И замолчал, будто пришедшее ему видение не исчезло, стояло перед ним, и он в тихой радости не только не отгонял это видение — удерживал его, наслаждался неспешно.

В ворохнувшейся зависти Костя с нарочитой небрежностью сказал:

— А у меня баба баская!.. Даже с брательником из-за нее нелады!

— С брательником?

— С младшим, Андреем… Большая шишка. Перед самой войной, по весне, получил известие — парторгом комбината назначен. Свинцовогорск на нашем Беловодье — всему голова, а комбинат в городе вроде ступицы в колесе — вся опора. Вот и считай, кто есть брательник мой Андрей…

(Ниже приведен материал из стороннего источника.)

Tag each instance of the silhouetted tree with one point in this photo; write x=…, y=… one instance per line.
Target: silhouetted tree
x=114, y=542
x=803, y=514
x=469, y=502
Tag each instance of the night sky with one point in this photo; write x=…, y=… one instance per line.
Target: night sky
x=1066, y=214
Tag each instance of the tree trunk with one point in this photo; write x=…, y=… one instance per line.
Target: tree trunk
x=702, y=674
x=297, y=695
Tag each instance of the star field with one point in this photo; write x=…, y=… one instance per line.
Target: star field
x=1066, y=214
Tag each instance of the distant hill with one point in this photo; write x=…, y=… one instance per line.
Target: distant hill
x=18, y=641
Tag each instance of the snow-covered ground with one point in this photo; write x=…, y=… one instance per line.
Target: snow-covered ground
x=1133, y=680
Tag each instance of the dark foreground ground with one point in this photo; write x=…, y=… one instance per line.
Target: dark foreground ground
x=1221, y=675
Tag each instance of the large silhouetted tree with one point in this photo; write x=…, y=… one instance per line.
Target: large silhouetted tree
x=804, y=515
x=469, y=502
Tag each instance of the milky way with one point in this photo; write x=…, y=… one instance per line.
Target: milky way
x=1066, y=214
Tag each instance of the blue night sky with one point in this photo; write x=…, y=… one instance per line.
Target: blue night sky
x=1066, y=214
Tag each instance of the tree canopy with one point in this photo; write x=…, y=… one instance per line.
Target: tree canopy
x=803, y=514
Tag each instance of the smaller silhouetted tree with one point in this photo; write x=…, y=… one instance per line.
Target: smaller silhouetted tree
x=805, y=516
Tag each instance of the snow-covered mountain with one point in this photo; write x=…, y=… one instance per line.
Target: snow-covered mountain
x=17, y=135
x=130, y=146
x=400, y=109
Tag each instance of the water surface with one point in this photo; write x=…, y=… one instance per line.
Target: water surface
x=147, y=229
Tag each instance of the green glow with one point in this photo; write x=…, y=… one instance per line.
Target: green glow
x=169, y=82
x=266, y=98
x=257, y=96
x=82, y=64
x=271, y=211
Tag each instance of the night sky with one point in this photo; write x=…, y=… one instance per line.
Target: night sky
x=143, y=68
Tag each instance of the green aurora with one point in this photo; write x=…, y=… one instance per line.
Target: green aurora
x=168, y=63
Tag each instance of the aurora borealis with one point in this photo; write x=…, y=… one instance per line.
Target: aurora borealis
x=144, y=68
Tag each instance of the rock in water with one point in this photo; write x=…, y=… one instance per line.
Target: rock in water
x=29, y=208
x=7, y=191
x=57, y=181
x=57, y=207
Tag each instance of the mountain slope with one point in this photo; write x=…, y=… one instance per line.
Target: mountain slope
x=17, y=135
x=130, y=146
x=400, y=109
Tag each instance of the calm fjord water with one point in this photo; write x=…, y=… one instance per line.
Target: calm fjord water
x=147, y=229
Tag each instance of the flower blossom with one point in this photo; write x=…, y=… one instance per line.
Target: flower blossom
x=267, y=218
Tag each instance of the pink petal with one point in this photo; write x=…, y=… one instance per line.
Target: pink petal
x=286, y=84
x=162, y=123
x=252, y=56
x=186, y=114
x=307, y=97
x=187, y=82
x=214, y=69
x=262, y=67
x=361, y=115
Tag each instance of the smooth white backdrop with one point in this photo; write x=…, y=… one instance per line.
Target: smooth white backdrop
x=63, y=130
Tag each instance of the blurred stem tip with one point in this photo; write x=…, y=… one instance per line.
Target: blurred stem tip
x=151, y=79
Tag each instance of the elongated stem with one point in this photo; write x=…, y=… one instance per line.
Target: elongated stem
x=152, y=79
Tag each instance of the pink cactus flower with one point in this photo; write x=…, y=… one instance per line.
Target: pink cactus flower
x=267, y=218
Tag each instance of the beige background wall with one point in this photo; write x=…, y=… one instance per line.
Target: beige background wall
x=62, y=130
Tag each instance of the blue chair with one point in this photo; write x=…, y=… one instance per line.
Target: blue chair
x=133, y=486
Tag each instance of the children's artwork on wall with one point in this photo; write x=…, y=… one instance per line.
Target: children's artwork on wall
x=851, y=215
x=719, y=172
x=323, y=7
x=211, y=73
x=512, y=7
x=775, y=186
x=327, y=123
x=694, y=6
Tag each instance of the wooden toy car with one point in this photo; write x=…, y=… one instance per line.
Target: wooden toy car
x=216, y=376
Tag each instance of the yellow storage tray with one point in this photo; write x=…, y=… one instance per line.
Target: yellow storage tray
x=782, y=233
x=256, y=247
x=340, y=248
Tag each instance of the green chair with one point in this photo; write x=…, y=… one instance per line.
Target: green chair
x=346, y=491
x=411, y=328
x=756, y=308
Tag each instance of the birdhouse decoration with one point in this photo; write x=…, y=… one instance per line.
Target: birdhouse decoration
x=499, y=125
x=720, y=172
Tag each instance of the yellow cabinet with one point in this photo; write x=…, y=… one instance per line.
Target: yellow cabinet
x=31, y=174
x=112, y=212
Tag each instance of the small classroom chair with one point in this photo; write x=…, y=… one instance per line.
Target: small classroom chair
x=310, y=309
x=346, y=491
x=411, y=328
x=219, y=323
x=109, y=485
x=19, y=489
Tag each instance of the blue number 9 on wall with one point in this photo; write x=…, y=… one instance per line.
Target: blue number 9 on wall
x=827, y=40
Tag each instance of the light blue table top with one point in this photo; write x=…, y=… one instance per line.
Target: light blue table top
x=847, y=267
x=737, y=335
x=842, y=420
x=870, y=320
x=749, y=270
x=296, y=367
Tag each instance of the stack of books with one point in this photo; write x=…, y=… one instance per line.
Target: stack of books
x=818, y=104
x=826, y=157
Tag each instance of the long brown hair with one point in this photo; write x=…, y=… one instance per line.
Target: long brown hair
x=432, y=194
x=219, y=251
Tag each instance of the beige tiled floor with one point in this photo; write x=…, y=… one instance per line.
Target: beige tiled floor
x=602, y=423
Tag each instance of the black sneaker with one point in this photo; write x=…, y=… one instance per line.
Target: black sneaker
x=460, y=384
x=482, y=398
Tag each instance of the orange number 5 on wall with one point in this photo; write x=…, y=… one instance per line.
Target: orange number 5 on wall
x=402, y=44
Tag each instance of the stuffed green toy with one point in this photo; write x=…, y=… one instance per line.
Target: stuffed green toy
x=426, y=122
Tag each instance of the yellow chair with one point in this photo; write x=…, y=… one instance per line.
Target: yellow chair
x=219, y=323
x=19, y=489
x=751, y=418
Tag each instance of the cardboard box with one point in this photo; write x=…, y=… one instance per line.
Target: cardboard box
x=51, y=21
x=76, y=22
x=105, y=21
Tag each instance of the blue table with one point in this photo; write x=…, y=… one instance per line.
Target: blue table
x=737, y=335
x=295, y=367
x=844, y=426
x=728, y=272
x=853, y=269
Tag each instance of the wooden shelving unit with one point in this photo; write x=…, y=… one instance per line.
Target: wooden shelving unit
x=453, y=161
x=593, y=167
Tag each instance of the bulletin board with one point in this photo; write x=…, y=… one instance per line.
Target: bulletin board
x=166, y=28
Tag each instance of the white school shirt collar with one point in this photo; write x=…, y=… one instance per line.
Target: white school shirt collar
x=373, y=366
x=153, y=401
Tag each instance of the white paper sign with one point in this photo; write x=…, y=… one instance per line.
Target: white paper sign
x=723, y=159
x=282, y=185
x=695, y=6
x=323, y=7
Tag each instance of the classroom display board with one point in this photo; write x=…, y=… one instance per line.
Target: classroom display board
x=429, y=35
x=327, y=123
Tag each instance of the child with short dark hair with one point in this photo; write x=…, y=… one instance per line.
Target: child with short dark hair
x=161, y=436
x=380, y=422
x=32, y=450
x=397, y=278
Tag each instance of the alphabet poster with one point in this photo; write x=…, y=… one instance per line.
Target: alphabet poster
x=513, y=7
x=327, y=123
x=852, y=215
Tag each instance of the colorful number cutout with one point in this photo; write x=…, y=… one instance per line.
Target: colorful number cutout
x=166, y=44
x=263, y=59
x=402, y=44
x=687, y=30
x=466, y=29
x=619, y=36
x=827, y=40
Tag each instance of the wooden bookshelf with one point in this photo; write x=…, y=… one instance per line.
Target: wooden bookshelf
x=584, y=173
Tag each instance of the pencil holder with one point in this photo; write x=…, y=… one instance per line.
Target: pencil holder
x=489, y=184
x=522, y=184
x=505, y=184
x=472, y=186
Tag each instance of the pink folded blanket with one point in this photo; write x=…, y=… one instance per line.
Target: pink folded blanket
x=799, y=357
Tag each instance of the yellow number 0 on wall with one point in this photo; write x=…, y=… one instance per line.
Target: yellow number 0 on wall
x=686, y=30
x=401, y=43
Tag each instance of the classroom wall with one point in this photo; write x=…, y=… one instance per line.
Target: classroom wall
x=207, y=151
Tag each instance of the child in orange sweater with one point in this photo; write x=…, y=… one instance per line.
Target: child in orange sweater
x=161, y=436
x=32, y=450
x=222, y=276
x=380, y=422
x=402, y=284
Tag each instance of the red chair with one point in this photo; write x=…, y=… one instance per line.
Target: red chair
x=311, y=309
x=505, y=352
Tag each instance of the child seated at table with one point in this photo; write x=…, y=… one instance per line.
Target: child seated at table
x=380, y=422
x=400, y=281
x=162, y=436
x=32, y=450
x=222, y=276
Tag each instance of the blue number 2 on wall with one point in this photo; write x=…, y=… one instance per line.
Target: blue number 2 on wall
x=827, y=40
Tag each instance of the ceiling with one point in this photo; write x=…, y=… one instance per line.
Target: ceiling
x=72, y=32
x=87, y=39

— Што ж за края такие? — спросил Кутушкин. — Беловодье… Вот ты ранее сказывал — горы у вас, леса, буйные речки каменья с человечий рост ворочают… У нас речка Челновая, в Цну впадает, так придешь на берег, душа те и в раю: камыш, ветлы, вода не шелохнется… Дикие, что ль, какие ваши края?

— Бергаловские!.. Ну, дикие не дикие, а зверство всякое бывало. Золото тут тебе, серебро да свинец… Ну, и руки разные тянулись — вроде демидовских, царских, заграничных, колчаковских… А где грабеж, там и зверство!

— У нас Антонов-то — ух! — тоже, гадина, гулял! Пожарами да кровью тропил Тамбовщину. Отца шашками в сельсовете порубили, а после — на крыльцо повесили да водой облили: январь на дворе — ну и ледяной, порубленный кусок… Три дня пьянствовали, буйствовали — тело не снять, досточку повесили: «Советская собака».

— Хитра ли штука — кому где умереть! — протянул Костя. — Вот косая и нас обложила, ровно волков.

Кутушкин помолчал, будто осмысливая сказанное товарищем, качнул забинтованной головой, брови перекосились, небритое лицо стало строгим.

— Не в том дело — «кому — где», а в том — «как»! В районном центре у нас памятник — мрамор гладкий, черный, — так фамилия отца среди других высечена!.. А насчет смерти я сказал — не с руки мне пока.